Constant Nieuwenhuys biography


Constant Nieuwenhuys pittore

Constant Nieuwenhuys, better known as Constant, was a Dutch painter and sculptor among the founders of the Cobra group. He was born in Amsterdam on 21 July 1920. Even as a child, Constant demonstrated great talent in drawing and music. At just sixteen, he painted his first work, De Emmaüsgangers , which depicts the revelation of Jesus to two of his followers at Emmaus. Unable to purchase drawing materials, Constant executed the work on a jute sugar bag with pigments that he had bought from a house painter. After a year of studies at the School of Arts and Crafts, from 1939 to 1941, Constant attended the State Academy of Fine Arts. From 1941 to 1943 he lived and worked in Bergen until that the city is not evacuated by the Germans forcing Constant and his family to return to Amsterdam. During this period, he leads a clandestine life to escape the Nazi occupation. After the war, he freely resumed his artistic activity and began to experiment with multiple techniques. In 1946 he went to Paris for the first time where he met the young Danish painter Asger Jorn with whom he formed a lasting friendship . In July 1948, Constant together with Corneille, Karel Appel and his brother Jan Nieuwenhuys founded the magazine Reflex in which he reiterated the importance of artistic research even more than the work itself. Also in 1948, on the terrace of the Notre Dame café in Paris, the founders of the magazine Reflex were joined by Christian Dotremont and Joseph Noiret from Belgium and Asger Jorn from Denmark to form the CoBrA group, a name created by Dotremont and deriving from the first letters of their hometowns: Copenhagen, Brussels and Amsterdam. The members of the group opposed aesthetics in painting and bourgeois art in general. The group exhibited in two large collective exhibitions: one in Amsterdam in 1949 and one in Liège in 1951 during which the group disbanded.
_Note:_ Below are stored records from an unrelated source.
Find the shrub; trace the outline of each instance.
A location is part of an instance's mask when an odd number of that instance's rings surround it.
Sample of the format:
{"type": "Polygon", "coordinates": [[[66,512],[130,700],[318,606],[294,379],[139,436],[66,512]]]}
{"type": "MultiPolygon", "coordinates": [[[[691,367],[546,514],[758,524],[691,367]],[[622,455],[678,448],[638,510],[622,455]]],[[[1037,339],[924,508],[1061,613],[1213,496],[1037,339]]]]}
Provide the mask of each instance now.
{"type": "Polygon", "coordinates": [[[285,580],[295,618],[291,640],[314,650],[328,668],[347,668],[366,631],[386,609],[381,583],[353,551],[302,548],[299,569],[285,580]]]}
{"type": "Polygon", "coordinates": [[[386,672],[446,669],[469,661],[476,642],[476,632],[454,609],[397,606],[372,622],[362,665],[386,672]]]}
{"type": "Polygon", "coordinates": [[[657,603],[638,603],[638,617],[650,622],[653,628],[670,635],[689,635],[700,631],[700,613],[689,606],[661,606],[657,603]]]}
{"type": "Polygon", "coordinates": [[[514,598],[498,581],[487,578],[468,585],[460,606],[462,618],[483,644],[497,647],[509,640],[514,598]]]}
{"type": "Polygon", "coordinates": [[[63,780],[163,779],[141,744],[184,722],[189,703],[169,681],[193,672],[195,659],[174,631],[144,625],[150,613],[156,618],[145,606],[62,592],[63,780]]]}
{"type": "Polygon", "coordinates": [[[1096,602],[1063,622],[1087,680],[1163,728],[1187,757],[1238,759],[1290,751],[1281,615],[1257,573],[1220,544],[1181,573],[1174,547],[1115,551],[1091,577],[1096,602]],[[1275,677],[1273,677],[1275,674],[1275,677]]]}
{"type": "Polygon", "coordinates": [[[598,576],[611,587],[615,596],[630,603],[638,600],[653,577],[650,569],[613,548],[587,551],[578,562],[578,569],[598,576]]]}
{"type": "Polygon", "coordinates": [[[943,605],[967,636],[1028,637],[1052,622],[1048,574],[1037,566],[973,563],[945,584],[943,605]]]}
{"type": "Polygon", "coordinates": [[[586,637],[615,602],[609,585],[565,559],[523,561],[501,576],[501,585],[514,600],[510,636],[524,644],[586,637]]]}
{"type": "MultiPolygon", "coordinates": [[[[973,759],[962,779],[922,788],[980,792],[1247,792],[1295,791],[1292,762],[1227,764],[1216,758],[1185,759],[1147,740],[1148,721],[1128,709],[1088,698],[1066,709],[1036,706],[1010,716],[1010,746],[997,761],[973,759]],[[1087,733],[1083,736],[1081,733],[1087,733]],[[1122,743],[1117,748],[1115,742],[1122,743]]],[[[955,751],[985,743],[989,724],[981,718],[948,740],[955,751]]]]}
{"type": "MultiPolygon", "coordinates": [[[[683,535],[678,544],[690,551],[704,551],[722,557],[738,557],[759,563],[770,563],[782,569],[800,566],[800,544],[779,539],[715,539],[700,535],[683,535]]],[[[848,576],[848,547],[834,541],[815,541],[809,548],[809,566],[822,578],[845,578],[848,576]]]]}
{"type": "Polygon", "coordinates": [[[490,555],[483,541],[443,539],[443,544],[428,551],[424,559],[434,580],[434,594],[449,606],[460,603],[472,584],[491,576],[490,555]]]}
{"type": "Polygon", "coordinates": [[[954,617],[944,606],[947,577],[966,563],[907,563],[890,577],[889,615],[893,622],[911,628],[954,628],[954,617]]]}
Returning to Amsterdam in the summer of 1952, Constant developed an interest in spatial architecture and three-dimensional works. In the same year, he received a scholarship from the Arts Council of Great Britain to study in London for three months. Back in Amsterdam he works on the creation of a utopian city: New Babylon , the condition of an "other" culture based on the possibility of creating in freedom. In the same period, Constant and Asger Jorn founded the Situationist International, a movement that brings together the International Movement for an Imagist Bauhaus and the Lettrist International.In 1969, Constant returned to painting, watercolor and graphics by applying the technique of colourism. Following this technique, the artist does not use charcoal or pencil sketches but applies the color directly to the canvas with the brush, building soft transitions instead of sharp outlines. The most important characteristic of this technique is the way in which light is expressed in the painting by integrating it into the color.
Constant passed away in Amsterdam on 1 August 2005.